Duck and cover once more

James Wynne

15 March 2019 | Ideas@TheCentre

At this time of year, universities across Australia welcoming a new crop of impressionable young students, who enter educational facilities that increasingly resemble Soviet-style indoctrination camps.

Given the intellectual straightjacket imposed by progressives in education, it probably should be no surprise a majority of millennials prefer socialism over capitalism. Young voters are flocking to the banner of far-left and democratic socialist voices like Labour leader Jeremy Corbyn in the UK, and Senator Bernie Sanders and Congresswoman Alexandria Ocasio Cortez in the US.

Students who are ignorant of history might think these are new ideas, but in fact, these are the same failed ideas of the past reaching out to infiltrate a new generation.

Millennials did not witness the rise and fall of the Berlin Wall, nor did they live through the threat of Mutually Assured Destruction, so perhaps they can be forgiven for their ignorance.

However, their professors should know better.
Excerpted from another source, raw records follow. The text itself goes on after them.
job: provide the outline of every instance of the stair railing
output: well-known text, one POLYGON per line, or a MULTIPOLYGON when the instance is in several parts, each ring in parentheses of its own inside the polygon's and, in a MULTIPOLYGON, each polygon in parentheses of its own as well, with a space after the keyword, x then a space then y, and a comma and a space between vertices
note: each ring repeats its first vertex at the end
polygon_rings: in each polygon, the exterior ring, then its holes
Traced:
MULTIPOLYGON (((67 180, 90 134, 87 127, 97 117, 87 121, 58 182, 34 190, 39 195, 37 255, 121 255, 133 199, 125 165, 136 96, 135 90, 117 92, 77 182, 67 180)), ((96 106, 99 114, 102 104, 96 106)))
The fact that students have not been taught about the dangers of socialism is further evidence of academia’s embrace of the tribal ideas of the left.

Of course, academics have always been sympathetic to the radical ideas of the left, according to KGB defector Yuri Bezmenov. In an interview 35 years ago, Bezmenov outlined his role targeting egotistical academics and impressionable youth with Marxist and Leninist ideas that over time would brainwash a nation.

“Ideological subversion” was a form of psychological warfare that hides in plain sight and if successful the fallout would be irreversible.

The only solution to these disturbing trends is an institutional change that challenges the dominant left-wing narratives at universities. It’s either that or we start building bomb shelters again!

Though some exaggerate the dangers of the progressive stranglehold on education, it is proving to be very difficult to inject some much-needed pluralism into the culture of our universities, as the Ramsay Centre for Western Civilisation has discovered.

The Centre sought to provide several Australian universities with generous scholarships for students to study the great ideas of Western Civilisation. But, after being rejected from several prestigious Australian universities, their subsequent decision to partner with the University of Wollongong was met with resignation and controversy.

If the introduction of different ideas so challenges academics, there is no doubt that universities have strayed from their true purpose. It’s a sad irony that students go to universities to learn but graduate ignorant.

James Wynne participated in the CIS intern program.